In your second VI you are never closing the file. It is outside the loop which will never terminate, and the close file will never execute. You should be closing the file to purge the data to disk. Otherwise it will keep the data in memory and eventually run out. Take a look at the included "SD Card - Simple Datalogger.vi" example. This one should run without the issues you are seeing.
9:21 pm
October 31, 2017
Steffan,
Thanks for answering, sorry for making a novice mistake. I moved the init part of the LCD outside the loop, unfortunately it did not help. I still only get aprox. 4 iterations (loops) then the application crashes. Using Visuino I created the same code and get a memory warning when compiling the applicaiton. So, perhaps the root problem is memory capacity rather than memory leak ? Visuino is a cool tool, no doubt about that. But its dwarfed by LabVIEW and no real match to G.
/søren
9:27 pm
October 31, 2017
10:53 am
February 19, 2018
All,
I am seeing unexpected results when I use an SD reader with an LCD display. The attached simplified examples show the issue well. When I read and display a single line everything is OK. Wehn I read and display multiple lines from the SD it seems not to work correctly. Help is appreciated and have spent too many hours on this simple fish tank configuration read. My code is in LabVIEW 2015.
Matt
7:07 pm
March 12, 2015
It looks like in the case you identified as not working, you are creating an array of string to display on the LCD, but in the loop you are wiring those strings to the same lines on the display with a 300ms update rate. So not sure what you expect to see but if you don't clear the line first you will see characters from the last string, and 300ms is somewhat fast. Can you explain what you are seeing?
12:39 am
March 12, 2015
I would try getting rid of all your unused code, case selectors and case statements. Even though you are disabling them with boolean inputs, they are taking up code space and creating a lot of extra memory copies. And you have an array control with ~100 bytes sitting on the front panel. Every time your array wires hit case structure boundaries, selectors, etc. you create a memory copy of that complete array. It could be that you are running out of memory. Try creating a copy of the VI with all the unnecessary code removed, or use disable structures instead to remove the code.
5:23 pm
March 12, 2015
The SD card library does take up a lot of memory, but that's a function of the core Arduino libraries. One option is to go to a bigger Arduino platform with more memory. You can also take a look at the Saving Read-Only Data to Program Memory.vi example. This shows how you can store large arrays of read-only data to Program Memory instead of RAM. That might benefit you here. You can use the check unused RAM function but that doesn't tell you about fragmentation. You could have 100 bytes free, for example, but not in contiguous space, so if an array is copied that requires more bytes than this, the memory allocation will fail.
6:39 pm
February 19, 2018
Well, I upgraded to an Arduino Mega with 4x more RAM and same results. In my opinion, reading any size SD file is unreliable and have spent way too much time trying to make this work. I have tried parsing strings, parsing bytes, and reading fixed size fields.

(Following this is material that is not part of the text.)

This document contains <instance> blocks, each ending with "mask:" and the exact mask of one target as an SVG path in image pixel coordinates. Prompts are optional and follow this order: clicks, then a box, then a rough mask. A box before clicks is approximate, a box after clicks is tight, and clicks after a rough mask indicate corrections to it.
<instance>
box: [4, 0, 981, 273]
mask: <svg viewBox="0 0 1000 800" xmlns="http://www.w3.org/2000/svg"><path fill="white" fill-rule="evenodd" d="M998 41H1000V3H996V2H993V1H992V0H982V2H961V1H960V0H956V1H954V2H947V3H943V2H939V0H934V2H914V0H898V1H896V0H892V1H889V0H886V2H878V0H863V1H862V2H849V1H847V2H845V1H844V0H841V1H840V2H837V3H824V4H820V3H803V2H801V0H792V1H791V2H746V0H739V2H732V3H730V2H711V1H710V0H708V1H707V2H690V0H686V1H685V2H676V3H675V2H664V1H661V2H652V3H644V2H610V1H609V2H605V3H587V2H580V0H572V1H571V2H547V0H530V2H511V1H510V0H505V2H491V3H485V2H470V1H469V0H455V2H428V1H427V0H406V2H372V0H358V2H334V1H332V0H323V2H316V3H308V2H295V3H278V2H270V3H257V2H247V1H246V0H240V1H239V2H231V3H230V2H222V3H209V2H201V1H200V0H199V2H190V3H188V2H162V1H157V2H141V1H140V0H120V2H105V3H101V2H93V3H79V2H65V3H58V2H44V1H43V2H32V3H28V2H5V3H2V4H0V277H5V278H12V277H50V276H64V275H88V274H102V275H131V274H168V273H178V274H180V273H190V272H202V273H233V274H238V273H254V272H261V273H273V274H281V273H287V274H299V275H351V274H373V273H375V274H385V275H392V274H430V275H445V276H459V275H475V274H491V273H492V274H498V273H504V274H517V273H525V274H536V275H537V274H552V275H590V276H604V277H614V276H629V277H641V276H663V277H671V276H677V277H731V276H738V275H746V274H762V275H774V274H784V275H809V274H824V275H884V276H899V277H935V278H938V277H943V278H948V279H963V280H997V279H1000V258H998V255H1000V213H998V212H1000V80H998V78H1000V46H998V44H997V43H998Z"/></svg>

I will be at NI Week next week. Does the Arduino team plan be there? I would like to discuss more in person.
Matt
9:34 pm
March 12, 2015
mattFitz said
Well, I upgraded to an Arduino Mega with 4x more RAM and same results. In my opinion, reading any size SD file is unreliable and have spent way too much time trying to make this work. I have tried parsing strings, parsing bytes, and reading fixed size fields.I will be at NI Week next week. Does the Arduino team plan be there? I would like to discuss more in person.
Matt
Can you upload your latest program that is still not working? We have several complex examples using the SD card interface for file read/write on both an Uno and Mega without any issues. To answer your question, we will not be at NIWeek this year.